Теоретически Дыбенко могли, конечно, назначить в состав советской миссии в Норвегии, но далеко не факт, что он получил бы визу, поскольку за ним была репутация "буйного матроса" и головореза. Тогда при содействии своего давнего друга, лидера социал-демократической рабочей партии Швеции и лауреата Нобелевской премии мира Карла Брантинга, тогдашнего главы шведского правительства, ей удалось получить визу для Дыбенко как для своего мужа.
Коллонтай вспоминала: "Визы удалось добиться только после моей беседы с министром иностранных дел Мувинкелем. Я говорила с ним начистоту: собственно, с Дыбенко я уже разошлась, у него другая жена, но нам надо еще повидаться и поговорить окончательно.
— Я понимаю, — сказал Мувинкель сочувственно, — когда брак расторгается и люди расходятся, есть всякие материальные и юридические вопросы, которые надо урегулировать. Я внутренне улыбнулась, но не стада разубеждать его".
Тут неожиданно Дыбенко прислал письмо от своей пассии, которую в сопроводительной записке назвал "светлым Лучиком". Валентина Стафилевская выразила желание вступить в переписку с "дорогой Александрой Михайловной" и прислала в дар свою фотокарточку. Письмо не сохранилось. О его содержании можно судить лишь по ответному письму Александры Михайловны:
"Милая Валя, ясная моя девочка с горячим наболевшим сердечком! Ваше письмецо <…> — радостный подарок. Я не ошиблась в Вас. И после Вашей весточки ко мне яснее вижу Ваш облик. Пишу Вам и думаю: а что если мой порыв сердца просочится через песок непонимания? <…> Что если она из тех чужих мне женщин с мелко бабьими черепочками? Нет, Вы юная, порывистая, горячая и "человечек". Хочется взять Вашу милую головку обеими руками и нежно Вас поцеловать.

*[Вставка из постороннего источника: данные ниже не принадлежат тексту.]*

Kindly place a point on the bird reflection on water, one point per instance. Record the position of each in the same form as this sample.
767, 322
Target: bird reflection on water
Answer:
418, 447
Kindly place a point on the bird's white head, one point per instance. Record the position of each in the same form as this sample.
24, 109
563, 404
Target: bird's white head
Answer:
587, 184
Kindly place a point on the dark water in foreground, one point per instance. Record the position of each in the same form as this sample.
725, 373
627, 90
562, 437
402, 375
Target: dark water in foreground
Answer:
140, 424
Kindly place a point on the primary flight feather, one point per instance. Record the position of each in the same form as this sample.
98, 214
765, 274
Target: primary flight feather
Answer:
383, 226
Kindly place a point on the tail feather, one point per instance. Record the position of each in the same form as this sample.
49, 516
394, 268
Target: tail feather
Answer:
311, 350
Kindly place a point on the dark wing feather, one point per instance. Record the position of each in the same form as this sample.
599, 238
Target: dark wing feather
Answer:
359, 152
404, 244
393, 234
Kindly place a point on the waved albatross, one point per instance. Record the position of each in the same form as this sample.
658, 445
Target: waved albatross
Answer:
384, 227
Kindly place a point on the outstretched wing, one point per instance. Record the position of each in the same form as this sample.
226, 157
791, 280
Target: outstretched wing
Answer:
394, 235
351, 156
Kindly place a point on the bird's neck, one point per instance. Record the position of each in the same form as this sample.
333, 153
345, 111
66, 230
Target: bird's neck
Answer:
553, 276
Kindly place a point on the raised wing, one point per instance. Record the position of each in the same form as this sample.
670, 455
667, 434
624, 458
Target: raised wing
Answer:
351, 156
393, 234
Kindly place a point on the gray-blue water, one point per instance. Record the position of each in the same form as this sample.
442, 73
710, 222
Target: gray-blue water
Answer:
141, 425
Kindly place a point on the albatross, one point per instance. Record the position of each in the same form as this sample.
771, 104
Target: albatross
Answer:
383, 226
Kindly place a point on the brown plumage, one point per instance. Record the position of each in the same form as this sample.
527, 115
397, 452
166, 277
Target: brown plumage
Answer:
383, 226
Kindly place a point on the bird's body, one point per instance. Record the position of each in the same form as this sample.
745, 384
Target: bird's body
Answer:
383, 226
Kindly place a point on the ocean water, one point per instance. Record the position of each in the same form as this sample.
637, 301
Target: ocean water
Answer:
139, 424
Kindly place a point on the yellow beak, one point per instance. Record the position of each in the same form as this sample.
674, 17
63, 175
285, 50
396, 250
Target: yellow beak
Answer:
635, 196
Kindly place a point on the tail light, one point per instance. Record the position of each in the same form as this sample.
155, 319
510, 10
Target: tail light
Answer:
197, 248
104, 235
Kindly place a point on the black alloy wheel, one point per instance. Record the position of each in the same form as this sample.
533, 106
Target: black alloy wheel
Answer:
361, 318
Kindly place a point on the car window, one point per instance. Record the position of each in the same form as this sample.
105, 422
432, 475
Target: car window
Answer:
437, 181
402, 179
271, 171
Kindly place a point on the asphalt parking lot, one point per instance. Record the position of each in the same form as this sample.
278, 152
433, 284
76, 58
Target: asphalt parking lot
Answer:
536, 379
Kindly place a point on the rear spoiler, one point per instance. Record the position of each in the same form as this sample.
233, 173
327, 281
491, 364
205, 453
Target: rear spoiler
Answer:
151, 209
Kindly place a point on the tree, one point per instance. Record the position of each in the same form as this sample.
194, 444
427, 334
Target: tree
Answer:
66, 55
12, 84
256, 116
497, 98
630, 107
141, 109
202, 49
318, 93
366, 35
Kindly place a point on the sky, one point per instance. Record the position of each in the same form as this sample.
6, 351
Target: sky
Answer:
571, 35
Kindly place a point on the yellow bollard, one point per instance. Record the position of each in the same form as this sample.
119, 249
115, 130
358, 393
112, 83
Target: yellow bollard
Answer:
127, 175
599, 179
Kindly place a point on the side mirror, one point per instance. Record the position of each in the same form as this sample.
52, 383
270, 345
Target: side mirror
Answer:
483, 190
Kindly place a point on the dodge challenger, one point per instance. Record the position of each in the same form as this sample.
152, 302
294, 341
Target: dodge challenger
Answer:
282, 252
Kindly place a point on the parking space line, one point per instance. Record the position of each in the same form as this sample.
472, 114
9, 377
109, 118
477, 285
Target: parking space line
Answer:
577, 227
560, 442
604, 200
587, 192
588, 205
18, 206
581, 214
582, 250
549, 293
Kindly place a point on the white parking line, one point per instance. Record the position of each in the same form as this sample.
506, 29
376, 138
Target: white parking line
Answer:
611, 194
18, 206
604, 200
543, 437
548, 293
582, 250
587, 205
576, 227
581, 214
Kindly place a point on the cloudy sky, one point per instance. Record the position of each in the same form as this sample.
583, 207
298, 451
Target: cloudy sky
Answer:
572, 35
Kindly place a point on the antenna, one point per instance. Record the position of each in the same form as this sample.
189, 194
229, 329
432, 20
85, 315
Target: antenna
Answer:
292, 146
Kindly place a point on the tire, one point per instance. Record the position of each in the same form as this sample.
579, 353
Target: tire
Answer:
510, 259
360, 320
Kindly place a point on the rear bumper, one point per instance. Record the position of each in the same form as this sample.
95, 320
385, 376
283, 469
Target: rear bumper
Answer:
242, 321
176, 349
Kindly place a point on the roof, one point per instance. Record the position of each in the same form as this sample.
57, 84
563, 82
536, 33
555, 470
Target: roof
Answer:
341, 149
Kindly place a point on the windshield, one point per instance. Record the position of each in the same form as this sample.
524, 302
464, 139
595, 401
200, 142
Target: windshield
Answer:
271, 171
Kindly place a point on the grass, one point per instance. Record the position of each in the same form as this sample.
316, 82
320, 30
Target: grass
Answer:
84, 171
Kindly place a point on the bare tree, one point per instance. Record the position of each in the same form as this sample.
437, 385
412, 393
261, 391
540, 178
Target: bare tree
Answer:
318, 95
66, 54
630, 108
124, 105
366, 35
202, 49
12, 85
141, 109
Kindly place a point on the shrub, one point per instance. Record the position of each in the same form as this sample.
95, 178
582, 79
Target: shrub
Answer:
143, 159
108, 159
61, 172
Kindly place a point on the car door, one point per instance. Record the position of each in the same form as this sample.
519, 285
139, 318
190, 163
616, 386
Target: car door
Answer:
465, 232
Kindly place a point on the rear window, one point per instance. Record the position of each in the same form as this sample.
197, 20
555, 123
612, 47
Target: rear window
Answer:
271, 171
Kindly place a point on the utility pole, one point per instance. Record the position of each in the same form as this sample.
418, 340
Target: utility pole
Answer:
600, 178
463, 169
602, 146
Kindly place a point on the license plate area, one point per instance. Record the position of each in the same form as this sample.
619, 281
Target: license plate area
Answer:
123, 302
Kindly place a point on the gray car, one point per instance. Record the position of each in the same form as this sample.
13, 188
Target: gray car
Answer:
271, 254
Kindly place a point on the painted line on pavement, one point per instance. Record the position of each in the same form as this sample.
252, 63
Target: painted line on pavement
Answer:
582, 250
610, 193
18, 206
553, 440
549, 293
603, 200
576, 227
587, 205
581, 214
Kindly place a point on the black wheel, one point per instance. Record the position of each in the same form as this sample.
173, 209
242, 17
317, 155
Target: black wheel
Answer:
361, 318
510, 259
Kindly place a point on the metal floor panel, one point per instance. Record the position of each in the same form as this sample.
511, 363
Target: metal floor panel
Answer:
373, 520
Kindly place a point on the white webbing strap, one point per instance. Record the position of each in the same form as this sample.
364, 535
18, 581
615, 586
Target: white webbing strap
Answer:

Вы пишете о чувстве "неправоты" и "раскаяния".
Не надо этого, девочка! Ведь страдания все позади. Давно не было так светло, покойно и радостно у меня на душе, как с тех пор, как все стало ясно.
Но теперь все сложилось к лучшему. Приезд Павла <…> помог мне наконец понять, на чем основаны Ваши отношения с Павлом. Если бы я знала, что здесь не "связь", а любовь, красивая, властная, молодая обоюдная любовь, неужели я не сделала бы еще два года тому назад то, что делаю радостно сейчас? Сколько мук и страданий было бы этим спасено! <…>
Милая девочка, настойте теперь, чтобы Павел признал Вас открыто своею женой. Пусть кончится эта никому не нужная игра в "прятки". Это вовсе не значит, что я "рву" с Павлом, нет, мы слишком большие друзья-товарищи с ним, чтобы такой разрыв был нужен. Но женой Павла, признанной всеми, должны быть Вы, девочка милая. <…> А я ведь всегда была "холодная женщина" и, как ни старалась, из любви к Павлу, надеть на себя личину "жены" — это мне совсем не удавалось. <…>
Не терзайте себя сомнениями, юная, милая девочка, что я хочу отнять у вас Павла. <…> И не жалейте, что Павел приехал сюда, — теперь всем будет легче, потому что все ясно. <…> Забирайте Павла и с просветленными глазками и успокоенным сердечком уезжайте ВМЕСТЕ в Могилев, в открытую. Мое дело — позаботиться о том, чтобы это не повлекло неприятностей Павлу ни с какой стороны. А в дни сомнений помните: "Вы — Павлика Она". Теперь улыбнитесь мне и протяните руку той, для кого всегда близка боль женского сердца. А. К.".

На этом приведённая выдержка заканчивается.